Free Fallen Fruit

Among the originators of tree gleaning, L.A.’s Fallen Fruit have a different way of going about it. They bill themselves as an “activist art project.” The group started by mapping and gathering public fruit, “which is what we call all fruit on or overhanging public spaces such as sidewalks, streets or parking lots.”

They now have a humble goal:

We ask all of you to contribute your maps so they expand to cover the United States and then the world.

fallen fruit. photo by pinkangelbabe via creative commons.In addition to encouraging folks to map and harvest public fruit, they’re big on community-building. Part of that comes from their annual Public Fruit Jam, an event where participants bring public or home grown fruit and a jar, then leave with, you guessed it, jam.  

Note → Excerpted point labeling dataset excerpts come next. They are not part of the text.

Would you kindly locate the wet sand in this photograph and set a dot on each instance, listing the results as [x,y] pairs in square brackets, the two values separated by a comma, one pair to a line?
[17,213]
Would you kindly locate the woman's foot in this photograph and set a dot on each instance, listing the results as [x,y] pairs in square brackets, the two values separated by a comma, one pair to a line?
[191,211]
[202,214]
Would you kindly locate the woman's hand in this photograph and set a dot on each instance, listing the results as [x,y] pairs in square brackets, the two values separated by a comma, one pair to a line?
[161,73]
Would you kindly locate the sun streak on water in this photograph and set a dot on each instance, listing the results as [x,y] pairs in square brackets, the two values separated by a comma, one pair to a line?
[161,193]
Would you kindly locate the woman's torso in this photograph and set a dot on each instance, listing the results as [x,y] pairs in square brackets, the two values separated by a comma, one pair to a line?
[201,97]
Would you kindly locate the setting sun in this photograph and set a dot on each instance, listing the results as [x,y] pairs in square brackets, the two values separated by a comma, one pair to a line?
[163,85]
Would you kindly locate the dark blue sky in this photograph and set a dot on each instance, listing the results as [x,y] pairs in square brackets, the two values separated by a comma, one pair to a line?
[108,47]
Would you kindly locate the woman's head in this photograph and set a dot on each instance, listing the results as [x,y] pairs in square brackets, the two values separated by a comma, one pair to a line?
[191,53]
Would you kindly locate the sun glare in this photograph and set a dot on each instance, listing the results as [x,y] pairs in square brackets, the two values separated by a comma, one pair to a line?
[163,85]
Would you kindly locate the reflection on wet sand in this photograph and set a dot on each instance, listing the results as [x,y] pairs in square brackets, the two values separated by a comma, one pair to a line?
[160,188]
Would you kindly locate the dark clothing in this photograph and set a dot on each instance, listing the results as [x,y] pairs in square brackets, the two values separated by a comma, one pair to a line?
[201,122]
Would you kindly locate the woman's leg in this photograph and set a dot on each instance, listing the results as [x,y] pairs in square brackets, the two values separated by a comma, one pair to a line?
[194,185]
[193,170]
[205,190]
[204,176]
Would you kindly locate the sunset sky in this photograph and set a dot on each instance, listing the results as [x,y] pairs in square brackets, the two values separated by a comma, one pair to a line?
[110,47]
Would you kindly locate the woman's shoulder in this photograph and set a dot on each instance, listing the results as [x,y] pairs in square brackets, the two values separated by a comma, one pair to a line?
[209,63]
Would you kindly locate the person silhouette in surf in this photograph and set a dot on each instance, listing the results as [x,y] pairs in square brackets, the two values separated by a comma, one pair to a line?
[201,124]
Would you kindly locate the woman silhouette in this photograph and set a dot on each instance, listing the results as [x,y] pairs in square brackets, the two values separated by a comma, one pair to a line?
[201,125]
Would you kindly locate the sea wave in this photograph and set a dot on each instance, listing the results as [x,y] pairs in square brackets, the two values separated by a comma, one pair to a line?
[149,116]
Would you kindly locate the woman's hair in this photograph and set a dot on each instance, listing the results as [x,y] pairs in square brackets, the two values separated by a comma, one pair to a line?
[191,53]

(Slight tangent–I couldn’t help but notice that the host of the Public Jam also holds an annual Freeze-B-Q, which puts liquid nitrogen to good use. You bring food and they blend it and freeze it into a popsicle. Would more folks eat their leftovers if they were in a lickable form? Yeah, probably not. )

Back to Fallen Fruit, the reason I’m writing about them now is that the trio have two art exhibits on in L.A. Based on the review, it sounds like the latter, Fresh ‘n Easy, is really worth checking out for you Angelinos. In addition to the photographs and Public Jam jars, the exhibit will include:

a “Public Fruit Exchange,” which implements a “barter don’t buy” ethic implicit in much of their work. On these shelves will be public fruit left by the artists which is free to be taken and in particular exchanged for other fruit that visitors to the exhibition can bring from their neighborhood.